I have a Weedeater 300 series lawn mower and I haven't had a problem with it all last summer. It worked fine a few weeks ago, but it won't stay on. There is plenty of gas, but it stops a few seconds after I pull the cord. Any help would be appreciated.


----------



## jerryh3 (Dec 10, 2007)

Check the oil. It may have a low oil shutoff.


----------



## fungku (Jul 27, 2008)

Make sure you're turning off the choke :thumbup:


----------



## buletbob (May 9, 2008)

sounds as if the float is sticking. find the float bowl at the bottom of the carb, there will be a drain screw on the bowl. shut the fuel off, then unscrew the drain screw wait till the fuel stops coming out and tap the side of the bowl with your screw driver a few times and put every thing back. BOB


----------



## TazinCR (Jun 23, 2008)

If it is flooding it will be putting off black smoke. Try running it with the choke on. If it runs you have a fuel delivery problem.
With this sorry gas we get today always add a fuel stabilizer or empty the tank and run it dry before storage. Carbs gum up very easy.


----------



## KUIPORNG (Jan 11, 2006)

*I have similar problem also with mine ...*

I also think it is fuel delivery problem... of some sort... in my case... I kind of depends on my luck... sometimes it works for a longer while... sometimes it doesn't.... when it doesn't.... what I do is I open the fuel cap.... start the engine... it ran... then I close the cap... as looks like natural pressure of air forcing the fuel into the engine easier... then it will run ..... and this method works for me so far.....

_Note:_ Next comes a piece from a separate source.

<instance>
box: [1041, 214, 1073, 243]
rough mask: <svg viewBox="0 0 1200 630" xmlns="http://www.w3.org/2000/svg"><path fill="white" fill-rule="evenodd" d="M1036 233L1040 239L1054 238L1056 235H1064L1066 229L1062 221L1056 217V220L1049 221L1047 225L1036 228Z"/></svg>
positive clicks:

One day if this method stop working.... I will have to do open up the engine like above said which I really don't have a clue.....


----------



## pF45 (Jul 23, 2008)

change spark plug, drain old fuel, clean filter, add stabilizer to new fuel and you should be golden.


----------



## sewnsew (Jun 20, 2009)

*briggs and stratton 300 running problem*

Our Weed-eater 20" mower stopped running after only a few mows. It would fire off fine but would only run a second or so. We tried everything short of taking things apart, and were about to take it back to Wal-Mart. I researched online and saw this problem with the B&S 300 everywhere. 
We took the advice of removing the cap until the engine was started and IT WORKED! Yay! 
So this is some sort of engineering flaw where there is not enough air flow to start the engine. Works fine to replace the cap after all is going. Main thing is to get the lawn mowed.


----------



## rick32 (Aug 9, 2006)

I know this may sound strange but check the gas cap. I had a similar problem with a tractor. It turned out the cap was sealed to tightly and formed a vaccume in the tank after running a while.


----------